North American lumber supplies and prices could be affected by a ruling from the Supreme Court of Canada granting the Tsilhqot’in First Nation title claim on land in central British Columbia.
The decision, handed down June 26, gives the group exclusive right to determine how the land will be used as well as the exclusive right to reap the benefits from those uses. According to a report in the Vancouver Sun, analysts are predicting the impact of this decision on available lumber supplies and prices could reach that of the mountain pine beetle, which affected 53% of the pine in British Columbia.
The paper noted that RBC Capital Markets analyst Paul Quinn said that over the last decade British Columbia was responsible for nearly 24% of North America’s lumber production and that any “delays and limitations” caused by the ruling could result in “a tighter lumber market and high prices.” Quinn also told the Sun that large companies such as Western Forest Products, Conifex Timber, Canfor Corp., West Fraser Timber and Interfor Corp. were most at risk because they do not have established logging partnerships with the First Nations.
The 30-year battle between the Tsilhqot’in Nation and the province of British Columbia was originally sparked when the province granted a commercial logging license in 1983 on land the Tsilhqot’in considered to be part of their traditional territory.
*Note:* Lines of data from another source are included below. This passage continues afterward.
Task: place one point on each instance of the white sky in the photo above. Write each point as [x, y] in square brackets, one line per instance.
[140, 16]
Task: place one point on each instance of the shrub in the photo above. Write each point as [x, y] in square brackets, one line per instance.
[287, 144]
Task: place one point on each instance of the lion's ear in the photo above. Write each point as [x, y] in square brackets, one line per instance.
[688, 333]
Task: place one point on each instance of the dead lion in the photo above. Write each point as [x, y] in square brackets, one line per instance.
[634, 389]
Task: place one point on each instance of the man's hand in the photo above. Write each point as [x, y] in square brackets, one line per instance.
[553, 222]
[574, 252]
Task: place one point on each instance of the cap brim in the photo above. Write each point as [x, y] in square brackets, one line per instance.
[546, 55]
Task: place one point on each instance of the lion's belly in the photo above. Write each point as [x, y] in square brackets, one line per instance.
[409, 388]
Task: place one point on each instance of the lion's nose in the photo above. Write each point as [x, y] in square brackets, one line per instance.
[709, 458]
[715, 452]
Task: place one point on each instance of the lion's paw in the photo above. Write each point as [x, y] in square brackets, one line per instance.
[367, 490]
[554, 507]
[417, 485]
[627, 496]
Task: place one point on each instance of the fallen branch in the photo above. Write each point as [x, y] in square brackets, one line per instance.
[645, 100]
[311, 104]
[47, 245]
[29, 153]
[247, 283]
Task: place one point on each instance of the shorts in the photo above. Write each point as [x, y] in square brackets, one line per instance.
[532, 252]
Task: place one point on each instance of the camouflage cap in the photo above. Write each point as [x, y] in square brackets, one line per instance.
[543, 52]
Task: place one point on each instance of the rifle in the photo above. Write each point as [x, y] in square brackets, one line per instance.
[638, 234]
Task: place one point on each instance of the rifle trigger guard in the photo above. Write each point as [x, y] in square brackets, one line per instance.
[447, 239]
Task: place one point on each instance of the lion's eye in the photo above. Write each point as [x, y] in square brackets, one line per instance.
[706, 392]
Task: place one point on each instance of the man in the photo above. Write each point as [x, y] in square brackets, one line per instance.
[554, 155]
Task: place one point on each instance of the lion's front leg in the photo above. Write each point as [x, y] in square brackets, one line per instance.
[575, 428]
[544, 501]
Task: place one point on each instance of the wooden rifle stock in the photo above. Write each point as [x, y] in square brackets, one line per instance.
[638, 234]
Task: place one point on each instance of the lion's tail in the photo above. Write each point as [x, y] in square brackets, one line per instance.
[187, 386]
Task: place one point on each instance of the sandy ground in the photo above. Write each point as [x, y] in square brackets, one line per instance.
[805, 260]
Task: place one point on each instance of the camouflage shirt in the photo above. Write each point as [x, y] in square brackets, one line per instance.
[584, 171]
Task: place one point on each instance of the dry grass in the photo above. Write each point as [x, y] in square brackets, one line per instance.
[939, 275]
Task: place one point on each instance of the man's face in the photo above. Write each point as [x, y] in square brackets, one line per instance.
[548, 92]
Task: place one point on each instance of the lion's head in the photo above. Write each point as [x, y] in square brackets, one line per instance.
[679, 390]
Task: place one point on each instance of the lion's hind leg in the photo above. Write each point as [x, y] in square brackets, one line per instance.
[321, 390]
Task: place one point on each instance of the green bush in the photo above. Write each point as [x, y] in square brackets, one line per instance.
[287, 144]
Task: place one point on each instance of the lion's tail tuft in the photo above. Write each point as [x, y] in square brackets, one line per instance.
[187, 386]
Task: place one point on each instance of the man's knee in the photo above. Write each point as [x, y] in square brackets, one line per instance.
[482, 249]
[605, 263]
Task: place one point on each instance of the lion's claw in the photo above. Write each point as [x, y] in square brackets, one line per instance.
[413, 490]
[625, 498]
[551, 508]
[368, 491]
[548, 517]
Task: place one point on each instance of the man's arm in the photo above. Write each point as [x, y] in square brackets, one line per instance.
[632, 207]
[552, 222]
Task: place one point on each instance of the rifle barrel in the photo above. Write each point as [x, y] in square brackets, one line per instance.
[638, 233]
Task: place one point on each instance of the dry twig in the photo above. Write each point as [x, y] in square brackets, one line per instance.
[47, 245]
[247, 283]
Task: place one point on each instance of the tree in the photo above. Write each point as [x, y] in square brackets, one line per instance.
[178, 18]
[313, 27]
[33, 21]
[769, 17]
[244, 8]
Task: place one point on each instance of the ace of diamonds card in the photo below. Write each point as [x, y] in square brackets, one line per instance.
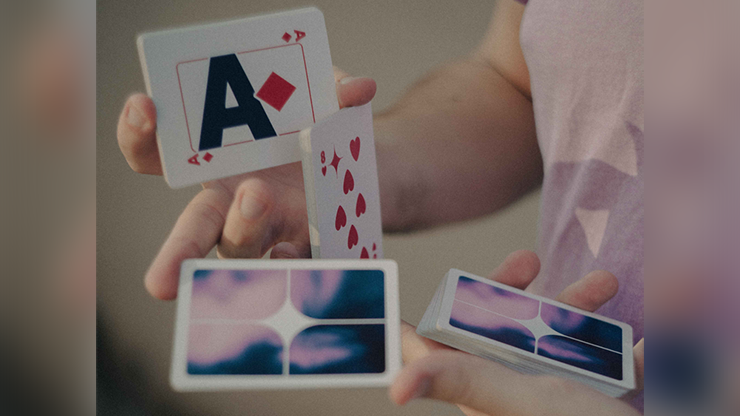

The Tsilhqot’in objected and tried to prevent commercial logging. After many talks the original land title was eventually amended to include a land claim for the Tsilhqot’in people. However, it was opposed by the federal and provincial governments. After several appeals the Supreme Court of Canada held that the Tsilhqot’in people “had established Aboriginal title to the claim area at issue.” And that the group’s claim was justified from its occupation and regular use of the land for hunting, fishing and other activities.